In little-noticed guidance issued last week, CMS, a unit of the U.S. Department of Health and Human Services, said it “is aware” that some employers may have overpaid the Transitional Reinsurance Program fee.

Fee revenue is mostly used to partially reimburse insurers — under earlier government-set standards — covering those with high health care costs in the individual market.

Overpayments could occur for example, if an employer included health care plan participants, such as retirees enrolled in Medicare and receiving supplemental coverage from their former employers, who should have been excluded, as stipulated under 2013 HHS regulations, when calculating the amount they owed.

The 2014 fee is $63 per plan participant. Employers had until Dec. 5, 2014, to file an enrollment form with HHS that automatically calculated the amount of the fee. CMS says employers that now realize they gave an incorrect health plan enrollment count in filing the form should refile the form to receive a refund.

The deadline for employers to refile the form is April 30, or 90 days from when they originally filed the form, whichever is later. Unless an employer was late in filing the enrollment form, the deadline to refile in order to receive a refund would be April 30.

In addition, while the guidance is not clear, “it appears that in addition to refiling the form, plan sponsors must email a refund request to CMS at reinsurancecontributions@cms.hhs.gov”, benefit consultant Buck Consultants at Xerox reported in an alert released Wednesday.

In the two succeeding years of the three-year program, refund requests also must be filed within 90 days from the date an employer filed its enrollment form. The 2015 fee is $44 per plan participant, while the 2016 fee is $27 per plan participant.
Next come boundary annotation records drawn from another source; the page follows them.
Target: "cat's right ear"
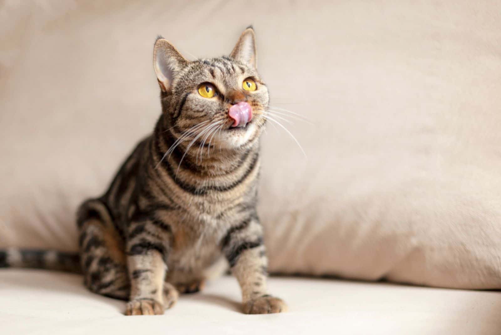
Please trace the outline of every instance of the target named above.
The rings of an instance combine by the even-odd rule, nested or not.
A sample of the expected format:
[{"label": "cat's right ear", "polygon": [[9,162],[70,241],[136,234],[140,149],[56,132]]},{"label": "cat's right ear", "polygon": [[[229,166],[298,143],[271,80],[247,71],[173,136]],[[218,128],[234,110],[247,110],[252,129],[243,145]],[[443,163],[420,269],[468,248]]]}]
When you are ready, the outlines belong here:
[{"label": "cat's right ear", "polygon": [[188,61],[167,40],[159,36],[153,48],[153,67],[160,89],[168,91],[176,74]]}]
The CMS announcement comes on the heels of a disclosure by HHS that it has collected $8.7 billion in 2014 reinsurance fee payments and anticipates collecting another $1 billion.

If that estimate is accurate, 2014 fee revenue would fall short of the $12 billion the Affordable Care Act stipulated was supposed to be collected. Of that $12 billion, $10 billion was to go to insurers in reinsurance payments and $2 billion to the U.S. Treasury Department.

That revenue shortfall “raises a concern that employers may be required to contribute yet additional amounts for 2014, or in higher future contribution rates,” said Rich Stover, a Buck Consultants principal in Secaucus, New Jersey.